2. Vitamin K Deficiency - This essential component of hemostasis is normally produced by bacteria of the gut. Certain conditions will lead to a severe deficiency of this vitamin:
a. In breast-fed newborns, the gut hasn't built up a vigorous bacterial flora.b. Obstruction of the biliary system will lead to poor fat digestion. As a result, fat-soluble vitamins like K will be lost with the feces. Vitamin K is routinely injected into a patient with liver disease or obstructed bile ducts before any surgical procedure.c. Long term antibiotic therapy can eliminate the bacterial flora of the gut.
3. Thrombocytopenia - Reduced numbers of circulating thrombocytes (less than 7O,OOO/mm3 of whole blood) will lead to a severely reduced clotting capacity of the blood. Conditions leading to this disorder include:
a. Autoimmune destruction of thrombocytes - This condition may be relieved with cortisone.b. Damage to red marrow as a result of exposure to radiation or toxic chemicals.c. Long term use of sulfa antibiotics, e.g., Bactrim.

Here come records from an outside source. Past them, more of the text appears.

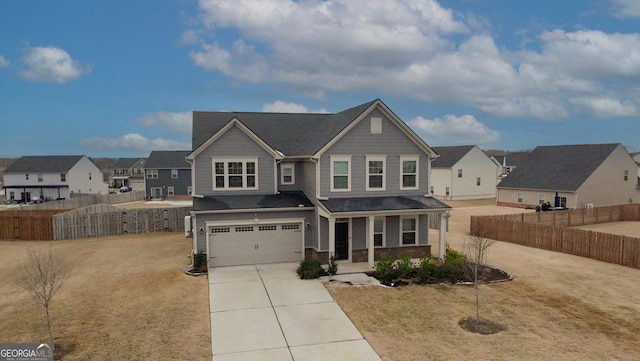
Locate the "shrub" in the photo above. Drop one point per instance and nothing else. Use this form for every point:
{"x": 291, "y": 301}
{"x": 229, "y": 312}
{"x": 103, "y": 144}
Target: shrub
{"x": 310, "y": 269}
{"x": 386, "y": 270}
{"x": 405, "y": 267}
{"x": 200, "y": 261}
{"x": 333, "y": 266}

Inherited Clotting Disorders
1. Hemophilia A (classic hemophilia) - leads to the production of a defective Factor VIII. This is the most common form of hemophilia and is due to a X chromosome-linked recessive gene. It is most common in males.
2. Hemophilia B (Christmas disease) - leads to the production of a defective Factor IX. Hemophilia B is due to a defective gene linked to the X chromosome and is most commonly found in males.
3. Von Willebrand's Disease - the result of a lack of effective von Willebrand's Factor. It is due to an autosomal dominant gene and occurs equally in males and females.